What generic strategies can we extract from the above?

In [ ]:

My ideas:

  • Guess randomly
  • Guess the mean/median/mode
  • Single-feature model
  • Linear regression
  • History repeats itself
  • Special mention: upper-bound baselines

Evaluation Metrics¶

So you've made some predictions... how good are they?

Let's consider regression first. Our model is some function that maps an input datapoint to a numerical value:

$y_i^\mathrm{pred} = f(x_i)$

and we have a ground-truth value $y_i^\mathrm{true} $for $x_i$.

How do we measure how wrong we are?

  • Error is pretty simple to define:

    $y_i^\mathrm{true} - y_i^\mathrm{pred}$

  • But we want to evaluate our model on the whole train or val set. Average error is a bad idea:

    $\sum_i y_i^\mathrm{true} - y_i^\mathrm{pred}$

  • Absolute error solves this problem:

    $|y_i^\mathrm{true} - y_i^\mathrm{pred}|$

  • Mean absolute error measures performance on a whole train or val set:

    $\frac{1}{n} \sum_i |y_i^\mathrm{true} - y_i^\mathrm{pred}$|

  • Squared error disproportionately punishes larger errors. This may be desirable or not.

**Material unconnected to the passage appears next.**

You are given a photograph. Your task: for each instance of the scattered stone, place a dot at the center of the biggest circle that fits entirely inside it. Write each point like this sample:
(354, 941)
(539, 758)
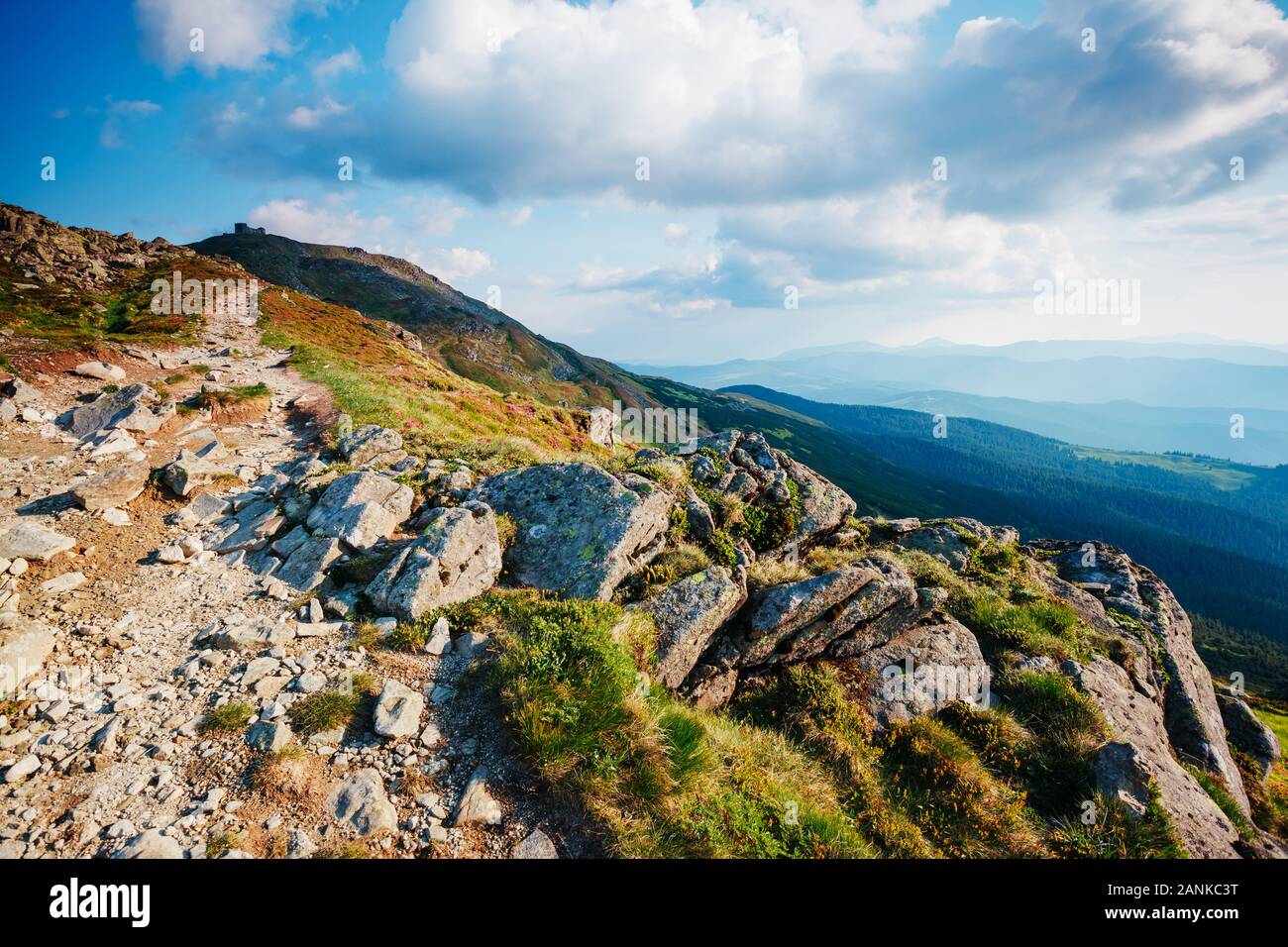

    $\sum_i \left(y_i^\mathrm{true} - y_i^\mathrm{pred}\right)^2$

  • Mean squared error (MSE) does the same over a collection of training exaples:

    $\frac{1}{n} \sum_i \left(y_i^\mathrm{true} - y_i^\mathrm{pred}\right)^2$

  • MSE becomes more interpretable if you square-root it, because now it's in the units of the input. This gives us Root Mean Squared Error (RMSE):

    $\sqrt{ \frac{1}{n} \sum_i \left(y_i^\mathrm{true} - y_i^\mathrm{pred}\right)^2}$

Problem with any of the above:

You can make your error metric go as small as you want! Just scale the data: $$ X \leftarrow X / k $$ $$ \mathbf{y}^\mathrm{true} \leftarrow \mathbf{y}^\mathrm{true} / k $$ $$ \mathbf{y}^\mathrm{pred} \leftarrow \mathbf{y}^\mathrm{pred} / k $$

Also: Is 10 vs 12 is a bigger error than 1 vs 2?

Solutions:

  • Relative error:

    $|y_i^\mathrm{true} - y_i^\mathrm{pred}|$

  • Coefficient of variation:

    • Let $\bar{y}$ be the mean of $\mathbf{y}^\mathrm{true}$.
    • Let $SS_\mathrm{tot} = \sum_i \left(y_i^\mathrm{true} - \bar{y}\right)$.
    • Let $SS_\mathrm{res} = \sum_i \left(y_i^\mathrm{true} - y_i^\mathrm{pred}\right)$.
    • Then the coefficient of determination is:

    $1 - \frac{SS_\mathrm{res}}{SS_\mathrm{tot}}$

    • This is:
      • 0 if you predict the mean
      • 1 if you're perfect
      • negative if you do worse than the mean-prediction baseline!